Vietnam has received an estimated $1.55 billion in foreign direct investment (FDI) disbursements during the first two months of this year, up 3.3 percent from a year ago, the government said Thursday.
FDI pledges, additional funds for existing projects and investments in Vietnamese stocks, totaled $3.4 billion in the two-month period, a rise of 21.5 percent from the same period last year, the Planning and Investment Ministry's foreign investment department said in a report.
Foreign direct investment is a major source of foreign exchange for Vietnam, which along with overseas remittances help improve the country's trade balance.
In the first two months, the manufacturing and processing industries have attracted $2.5 billion of FDI pledges and additional funds, or 73.4 percent of the total, followed by the real estate sector and the wholesale/retail sector, the report said.
Singapore remained the top investor with $881.6 million, followed by China and South Korea.
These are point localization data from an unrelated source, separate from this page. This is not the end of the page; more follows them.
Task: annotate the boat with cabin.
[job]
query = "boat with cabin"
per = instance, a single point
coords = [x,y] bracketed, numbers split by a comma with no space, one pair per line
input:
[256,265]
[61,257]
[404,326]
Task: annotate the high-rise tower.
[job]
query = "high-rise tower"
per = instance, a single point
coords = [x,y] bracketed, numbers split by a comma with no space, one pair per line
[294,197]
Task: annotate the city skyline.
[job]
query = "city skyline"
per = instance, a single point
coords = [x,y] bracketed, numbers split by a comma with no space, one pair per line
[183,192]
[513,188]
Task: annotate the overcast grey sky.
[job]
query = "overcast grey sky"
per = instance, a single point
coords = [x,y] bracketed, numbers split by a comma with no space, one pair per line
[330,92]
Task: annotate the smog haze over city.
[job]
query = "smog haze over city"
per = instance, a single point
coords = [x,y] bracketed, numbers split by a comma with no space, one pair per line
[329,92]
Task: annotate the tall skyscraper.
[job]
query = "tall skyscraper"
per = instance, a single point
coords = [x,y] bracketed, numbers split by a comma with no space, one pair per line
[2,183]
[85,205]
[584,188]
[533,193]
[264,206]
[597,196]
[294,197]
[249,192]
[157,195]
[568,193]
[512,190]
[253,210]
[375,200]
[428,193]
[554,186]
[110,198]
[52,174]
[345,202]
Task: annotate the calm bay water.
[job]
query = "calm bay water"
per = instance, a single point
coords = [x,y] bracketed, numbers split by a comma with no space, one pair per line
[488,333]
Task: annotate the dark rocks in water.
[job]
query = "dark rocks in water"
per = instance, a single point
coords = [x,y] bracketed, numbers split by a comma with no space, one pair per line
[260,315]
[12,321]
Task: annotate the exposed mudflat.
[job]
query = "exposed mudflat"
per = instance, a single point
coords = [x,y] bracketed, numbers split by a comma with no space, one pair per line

FDI has gone mostly to Vietnam’s manufacturing and processing industries so far in 2017, which aligns with the trend observed since 2012, based on government data.
In 2016 a combined $15.5 billion worth of FDI pledges and additional funds were poured into these areas, up from $15.2 billion the previous year.
The industrial and construction sectors ruled the roost back in 2011 after taking over from real estate.
The country received a record $15.8 billion in disbursements in 2016.